Last week I returned from a trip to the south coast via the Valley of Santiago del Teide; the place where the Tenerife fires at the beginning of August, finally burnt out. It was frightening to see how close the fire actually came to the town; the earth around its outskirts charred and burnt. Worse was the small town of Valle de Arriba, which looked as though it had been completely encircled by the fire. It was quite amazing to see green oases completely surrounded by evidence of the fire, testament to the random course the fire took.
The area isn’t a stranger to the threat of being engulfed by the force of nature. A hundred years ago lava from the Chinyero volcano eruption lapped at the doors of Las Manchas and Valle de Arriba, and the villages were only saved by the intervention of a procession carrying a statue of Santa Ana to the edge of the lava flowed which duly slowed and stopped. My guess, looking at how close the fire came to some of the villages in the valley, that the saint is going to be credited with another miracle.
Despite the villages escaping relatively unscathed, the surrounding forests didn’t fare quite as well; some of the hills look as though they’ve received nature’s version of chemotherapy, the few remaining trees looking sparse and weak. However, there is hope; on many of the pines at the top of the valley I could see fresh green growth amongst the bare brown branches. They’re resilient these Canarian pines.
The worst area that I saw was the area around the Erjos pools, a favourite with walkers, which has been devastated by the fire, even though the countryside a couple of hundred yards farther on was completely untouched by the blaze. In fact any visitors travelling between Erjos and Icod de los Vinos wouldn’t be able to tell that there had been a fire.

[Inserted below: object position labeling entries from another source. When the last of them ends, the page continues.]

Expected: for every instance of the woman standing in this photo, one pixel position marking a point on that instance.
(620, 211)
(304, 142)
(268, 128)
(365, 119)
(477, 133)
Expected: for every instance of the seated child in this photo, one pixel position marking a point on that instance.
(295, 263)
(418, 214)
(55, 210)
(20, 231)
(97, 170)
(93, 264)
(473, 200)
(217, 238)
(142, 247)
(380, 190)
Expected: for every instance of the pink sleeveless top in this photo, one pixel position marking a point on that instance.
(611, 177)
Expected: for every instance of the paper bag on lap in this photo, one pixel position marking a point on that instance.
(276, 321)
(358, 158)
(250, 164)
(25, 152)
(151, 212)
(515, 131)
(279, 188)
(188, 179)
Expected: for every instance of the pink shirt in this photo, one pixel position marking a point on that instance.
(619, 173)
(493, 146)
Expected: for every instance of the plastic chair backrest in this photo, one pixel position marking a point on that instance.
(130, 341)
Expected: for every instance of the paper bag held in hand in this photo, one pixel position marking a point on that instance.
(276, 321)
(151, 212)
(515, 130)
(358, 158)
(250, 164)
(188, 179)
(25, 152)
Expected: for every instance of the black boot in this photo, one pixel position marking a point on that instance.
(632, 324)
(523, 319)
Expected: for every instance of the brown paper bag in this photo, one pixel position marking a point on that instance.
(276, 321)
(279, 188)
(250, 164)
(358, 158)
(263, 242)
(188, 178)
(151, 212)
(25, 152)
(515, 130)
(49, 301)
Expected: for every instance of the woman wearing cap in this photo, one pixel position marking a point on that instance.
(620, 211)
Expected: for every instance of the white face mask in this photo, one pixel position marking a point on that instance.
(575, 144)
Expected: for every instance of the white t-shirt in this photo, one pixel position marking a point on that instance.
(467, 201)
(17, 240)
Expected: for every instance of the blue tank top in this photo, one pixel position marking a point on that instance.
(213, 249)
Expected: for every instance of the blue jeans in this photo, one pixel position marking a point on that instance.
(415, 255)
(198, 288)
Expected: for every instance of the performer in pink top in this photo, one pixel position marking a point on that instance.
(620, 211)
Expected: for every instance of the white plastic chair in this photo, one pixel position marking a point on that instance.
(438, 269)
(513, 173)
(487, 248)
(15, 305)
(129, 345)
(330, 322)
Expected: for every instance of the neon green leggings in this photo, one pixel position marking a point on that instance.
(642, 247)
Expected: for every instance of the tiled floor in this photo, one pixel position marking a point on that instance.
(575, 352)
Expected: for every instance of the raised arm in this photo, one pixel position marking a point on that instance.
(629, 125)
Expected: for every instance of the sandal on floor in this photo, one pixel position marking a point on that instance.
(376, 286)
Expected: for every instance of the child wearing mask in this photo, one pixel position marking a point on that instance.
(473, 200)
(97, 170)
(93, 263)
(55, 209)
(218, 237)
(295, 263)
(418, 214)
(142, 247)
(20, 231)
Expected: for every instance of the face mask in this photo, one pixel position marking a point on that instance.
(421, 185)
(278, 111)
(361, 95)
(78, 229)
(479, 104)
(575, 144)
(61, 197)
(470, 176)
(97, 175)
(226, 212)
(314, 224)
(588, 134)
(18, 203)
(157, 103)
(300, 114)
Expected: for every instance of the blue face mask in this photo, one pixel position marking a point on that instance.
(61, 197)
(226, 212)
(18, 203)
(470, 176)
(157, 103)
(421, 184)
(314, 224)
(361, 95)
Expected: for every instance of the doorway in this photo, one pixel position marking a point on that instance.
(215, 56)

Above Icod, I could see the path the fire took. A broad band of copper coloured pines stretches across the hillside back towards the source of the fire at Los Realejos. To anyone who didn’t know better, it might look like a forest with its autumn colours on display, but of course, we don’t have autumnal colours here.
I couldn’t tell from the road, but my hope is that these pines will be like the ones near Santiago; that there’s still life in the trees.